Lamp Black vs Honey yellow
Lamp Black (Little Greene) and Honey yellow (RAL Classic) come from different manufacturers. Lamp Black reads as grey, while Honey yellow reads as beige-yellow — two distinct hue families, not close cousins. The 31-point LRV gap — 34 for Honey yellow vs 3 for Lamp Black — means Honey yellow will open up a space more effectively. A ΔE of 83.3 puts these firmly in different territory — two distinct design choices rather than close alternatives. Below you'll find 3 real-room photo comparisons where both colors appear side by side, plus 5 simulated room previews.

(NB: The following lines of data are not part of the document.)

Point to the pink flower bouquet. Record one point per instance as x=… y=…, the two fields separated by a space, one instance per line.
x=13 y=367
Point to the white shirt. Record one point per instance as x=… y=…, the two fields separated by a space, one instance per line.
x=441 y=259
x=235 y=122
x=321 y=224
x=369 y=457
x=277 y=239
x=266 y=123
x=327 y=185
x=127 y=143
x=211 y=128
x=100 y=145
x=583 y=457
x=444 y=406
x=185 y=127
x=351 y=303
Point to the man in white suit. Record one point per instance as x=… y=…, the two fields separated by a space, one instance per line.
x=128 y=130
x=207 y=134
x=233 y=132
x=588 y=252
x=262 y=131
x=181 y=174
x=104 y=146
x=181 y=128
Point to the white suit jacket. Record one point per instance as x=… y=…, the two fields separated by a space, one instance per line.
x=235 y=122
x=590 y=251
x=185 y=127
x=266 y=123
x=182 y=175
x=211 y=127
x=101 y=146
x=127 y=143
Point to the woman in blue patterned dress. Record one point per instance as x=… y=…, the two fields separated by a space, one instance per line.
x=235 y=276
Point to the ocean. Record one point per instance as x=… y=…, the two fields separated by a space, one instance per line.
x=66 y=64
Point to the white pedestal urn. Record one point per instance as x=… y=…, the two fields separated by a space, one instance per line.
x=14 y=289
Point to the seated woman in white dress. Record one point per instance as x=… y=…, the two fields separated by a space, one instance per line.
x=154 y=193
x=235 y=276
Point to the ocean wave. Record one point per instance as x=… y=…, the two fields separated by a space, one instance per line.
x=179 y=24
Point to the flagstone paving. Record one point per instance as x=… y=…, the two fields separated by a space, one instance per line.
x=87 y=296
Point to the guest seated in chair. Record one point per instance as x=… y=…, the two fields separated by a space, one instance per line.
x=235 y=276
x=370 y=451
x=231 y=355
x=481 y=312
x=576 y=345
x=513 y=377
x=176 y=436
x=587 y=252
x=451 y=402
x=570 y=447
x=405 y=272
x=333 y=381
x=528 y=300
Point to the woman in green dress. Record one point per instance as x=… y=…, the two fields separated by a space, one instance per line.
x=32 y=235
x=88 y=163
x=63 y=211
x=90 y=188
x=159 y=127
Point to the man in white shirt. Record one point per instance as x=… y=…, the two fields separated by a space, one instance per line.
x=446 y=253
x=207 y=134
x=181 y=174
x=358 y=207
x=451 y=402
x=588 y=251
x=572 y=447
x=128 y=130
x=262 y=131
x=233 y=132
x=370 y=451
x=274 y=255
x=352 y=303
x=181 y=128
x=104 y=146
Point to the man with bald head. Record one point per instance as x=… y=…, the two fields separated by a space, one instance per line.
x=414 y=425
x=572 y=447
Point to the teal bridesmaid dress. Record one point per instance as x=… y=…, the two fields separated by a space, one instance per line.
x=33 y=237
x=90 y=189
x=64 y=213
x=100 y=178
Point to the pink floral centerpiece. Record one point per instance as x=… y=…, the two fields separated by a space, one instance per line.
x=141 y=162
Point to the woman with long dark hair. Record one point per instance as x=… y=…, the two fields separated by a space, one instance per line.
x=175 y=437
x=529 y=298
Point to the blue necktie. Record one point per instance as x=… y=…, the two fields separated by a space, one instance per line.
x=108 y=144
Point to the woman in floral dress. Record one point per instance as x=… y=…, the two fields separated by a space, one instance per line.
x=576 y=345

Lamp Black vs Honey yellow in Real Spaces
3 real rooms side by side. Seeing Lamp Black and Honey yellow in actual rooms makes the difference concrete; browse the spaces below to get a feel for how each color lives on a wall.
Living Room
A living room wall sees more varied light than almost any other surface in the house, which makes the choice between these two more nuanced than a chip suggests. Honey yellow reflects noticeably more light off the walls, making the space read more open than Lamp Black.
Bedroom
Bedrooms are typically lit with warmer, lower light than the rest of the house — a condition that flatters warm tones and deepens cool ones. Honey yellow returns significantly more light to the room — in a smaller or darker space, that difference in perceived brightness is hard to miss.
Kitchen
Kitchens often have the harshest, most revealing light in the house — under-cabinet LEDs and overhead fixtures that strip away subtlety. Honey yellow returns significantly more light to the room — in a smaller or darker space, that difference in perceived brightness is hard to miss.
Color Details
Lamp Black vs Honey yellow Simulated Comparison
5 simulated room previews — drag the slider on each to see Lamp Black on one side and Honey yellow on the other.
Digital color is approximate. These simulations are generated from the manufacturer's hex values and overlaid on grayscale room photos — your screen's calibration, brightness, and viewing angle all affect how they render. Before committing to either color, test physical samples in your own space under the light you actually live with.
More Lamp Black comparisons
See how Lamp Black stacks up against other well-photographed colors across different brands and tones.